About Us
If you want to learn more about us, you’re in the right place. This is the story of the foundation we are built on.
Food
Equitable healthy food distribution is something that PUENTES stands for. From reaching out to government leaders, to providing safe and healthy produce for your family dinner, we fight for everyone to have access to fresh produce.
Education
Our education programs seek to build a connection between people of all ages and the food on their plate.
Our Core Values
This is what we believe in
Community
Our organization is creating a natural food revolution across the entire central valley of California. We build community partnerships with local businesses and individual members, seeking to fight hunger one plate at a time.
Our story
The third goal of the United States Peace Corps is for Volunteers to bring home what they learned abroad.
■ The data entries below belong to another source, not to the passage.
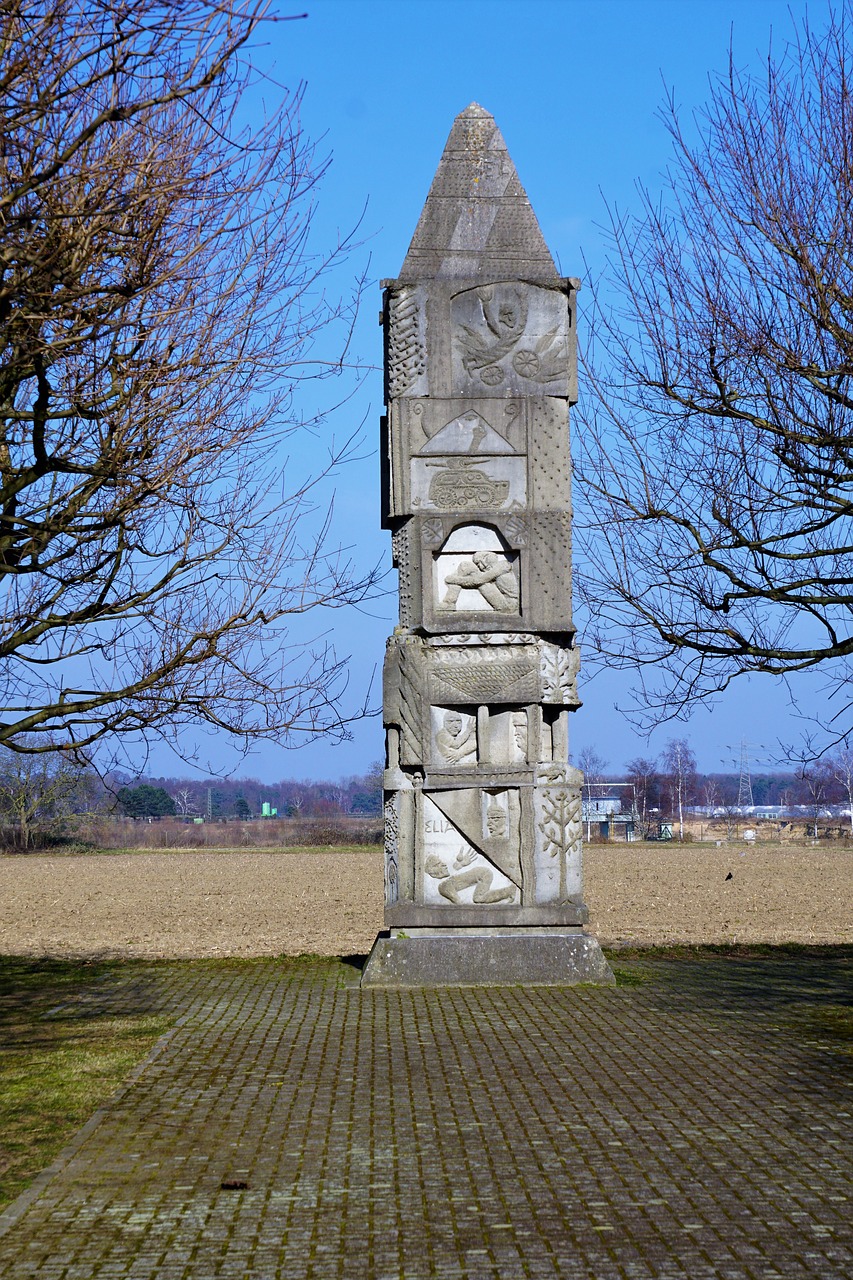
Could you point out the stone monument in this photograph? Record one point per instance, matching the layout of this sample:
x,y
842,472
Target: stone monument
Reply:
x,y
483,832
After three years of service in Peace Corps Panama, our Founder, Jeremy Terhune, returned home with a vision. He wanted to motivate disadvantaged families, senior citizens, and youth to break the cycle of childhood obesity and other food related health issues surrounding inadequate diet, poor eating habits and a lack of access to healthy whole-foods. After working for several years as a Community Organizer in South Stockton, he was surprised to discover that areas of his hometown, Stockton, CA, were food deserts and were actually more food insecure than his Peace Corps site. In 2009, Jeremy rekindled his inspiration from collaborating with self-sustaining farmers in Panama in order to create change by and for Stockton communities; thus PUENTES was born.
With the help of a dedicated group of community volunteers, PUENTES created their first community garden in 2009 at the San Joaquin County Fairgrounds with an annual budget of $4,000, and has since founded Boggs Tract Community Farm.
We have helped to transform millions of dollars of regional and community investments into programs that incubate food based entrepreneurs, encouraged hundreds of children to grow and eat fresh produce, and have mended the cultural connection between generations of families and their food.
As evidenced by Stockton’s nascent urban farming ordinance and our city’s Food and Ag Action Plan, PUENTES continues to grow and has helped shift the attitude of regional policy makers and community members alike towards embracing urban agriculture in order to resolve hunger at the root level as a community planning issue.